In this paper, we address this problem by combining differential evolution (DE) algorithm and CNN, where DE algorithm is used to automatically search the optimal configuration including CNN architecture and network parameters. In order to achieve the goal, five CNN parameters are searched by the DE algorithm which include convolution filter sizes that control the CNN architecture, number of filters per convolution filter size (NFCS), number of neurons in fully connected (FC) layer, initialization mode, and dropout rate.

Deep Knowledge Representation based on Compositional Semantics for Chinese Geography

Published in The 9th International Conference on Agents and Artificial Intelligence ICAART, 2017

In this paper, we propose a novel directed acyclic graph (DAG) deep knowledge representation built upon the theorem of combinational semantics. Knowledge is decomposed into nodes and edges which are then inserted into the ontology knowledge base. Experimental results demonstrate the superiority of the proposed method on question answering, especially when the syntax of question is complex, and its representation is fuzzy.

Word Embeddings and Convolutional Neural Network for Arabic Sentiment Classification

Published in The 26th international conference on computational linguistics, 2016

In this paper, a scheme of Arabic sentiment classification, which evaluates and detects the sentiment polarity from Arabic reviews and Arabic social media, is studied. We investigated in several architectures to build a quality neural word embeddings using a 3.4 billion words corpus from a collected 10 billion words web-crawled corpus. Moreover, a convolutional neural network trained on top of pre-trained Arabic word embeddings is used for sentiment classification to evaluate the quality of these word embeddings.

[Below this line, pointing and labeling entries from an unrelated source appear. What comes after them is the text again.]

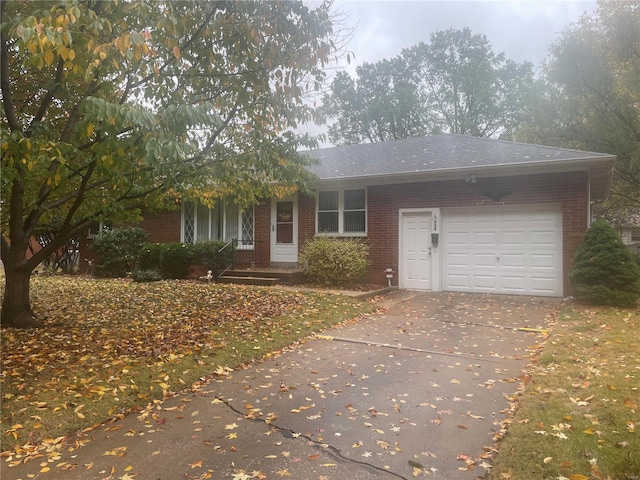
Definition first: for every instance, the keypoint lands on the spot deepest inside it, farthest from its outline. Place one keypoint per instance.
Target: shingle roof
(447, 152)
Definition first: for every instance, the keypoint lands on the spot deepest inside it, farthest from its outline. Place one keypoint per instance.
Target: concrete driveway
(419, 390)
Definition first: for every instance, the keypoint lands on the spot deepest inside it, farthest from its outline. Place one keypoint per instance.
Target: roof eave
(600, 171)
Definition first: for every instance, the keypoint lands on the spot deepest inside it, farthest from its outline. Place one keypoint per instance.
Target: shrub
(175, 260)
(149, 257)
(604, 271)
(208, 255)
(143, 276)
(117, 251)
(334, 261)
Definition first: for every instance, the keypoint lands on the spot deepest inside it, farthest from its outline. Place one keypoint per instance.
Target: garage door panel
(514, 250)
(546, 286)
(544, 261)
(459, 238)
(483, 260)
(516, 260)
(514, 284)
(484, 282)
(484, 238)
(515, 238)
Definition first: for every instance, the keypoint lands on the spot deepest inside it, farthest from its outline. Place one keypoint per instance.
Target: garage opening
(508, 250)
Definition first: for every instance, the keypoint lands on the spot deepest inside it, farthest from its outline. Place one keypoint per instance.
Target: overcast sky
(522, 29)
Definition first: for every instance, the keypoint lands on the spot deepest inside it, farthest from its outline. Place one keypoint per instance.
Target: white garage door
(510, 250)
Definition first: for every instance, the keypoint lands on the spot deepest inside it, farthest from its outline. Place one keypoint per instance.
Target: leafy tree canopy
(591, 99)
(110, 106)
(453, 84)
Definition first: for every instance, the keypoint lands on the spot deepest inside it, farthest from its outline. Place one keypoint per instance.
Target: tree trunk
(16, 306)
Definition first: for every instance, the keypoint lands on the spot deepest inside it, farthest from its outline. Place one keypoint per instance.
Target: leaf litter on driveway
(331, 410)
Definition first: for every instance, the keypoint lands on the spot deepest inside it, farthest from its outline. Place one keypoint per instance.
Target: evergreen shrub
(208, 255)
(117, 251)
(604, 271)
(175, 260)
(331, 261)
(149, 257)
(144, 276)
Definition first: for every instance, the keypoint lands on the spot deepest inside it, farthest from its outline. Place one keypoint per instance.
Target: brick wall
(384, 203)
(162, 227)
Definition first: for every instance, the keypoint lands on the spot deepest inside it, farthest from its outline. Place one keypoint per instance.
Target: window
(225, 221)
(342, 212)
(97, 228)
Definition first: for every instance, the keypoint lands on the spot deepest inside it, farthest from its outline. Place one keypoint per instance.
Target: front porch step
(247, 280)
(269, 276)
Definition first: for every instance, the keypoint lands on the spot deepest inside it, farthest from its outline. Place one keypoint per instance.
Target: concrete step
(288, 276)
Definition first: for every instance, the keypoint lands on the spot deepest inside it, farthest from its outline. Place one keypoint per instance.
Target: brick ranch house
(445, 213)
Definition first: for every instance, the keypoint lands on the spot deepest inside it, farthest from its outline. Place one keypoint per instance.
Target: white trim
(283, 253)
(436, 283)
(222, 206)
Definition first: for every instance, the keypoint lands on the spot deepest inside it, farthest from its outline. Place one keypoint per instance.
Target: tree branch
(5, 84)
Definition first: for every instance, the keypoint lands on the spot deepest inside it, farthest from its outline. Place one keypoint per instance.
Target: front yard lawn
(579, 416)
(113, 346)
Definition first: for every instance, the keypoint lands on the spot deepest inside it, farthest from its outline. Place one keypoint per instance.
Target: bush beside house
(333, 261)
(117, 251)
(604, 271)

Simulation Comparison and Analysis of DSR and DYMO Protocols in MANETs

Published in 2016 International Conference on Industrial Informatics and Computer Systems (CIICS), 2016

Ad-hoc network has opened a new dimension in wireless networks. It allows wireless nodes to communicate with each other in the absence of centralized support. It does not follow any fixed infrastructure because of the mobility of nodes and multi-path propagations. Link instability and node mobility make routing a core issue in MANETs. A suitable and effective routing mechanism helps to extend the successful deployment of MANETs.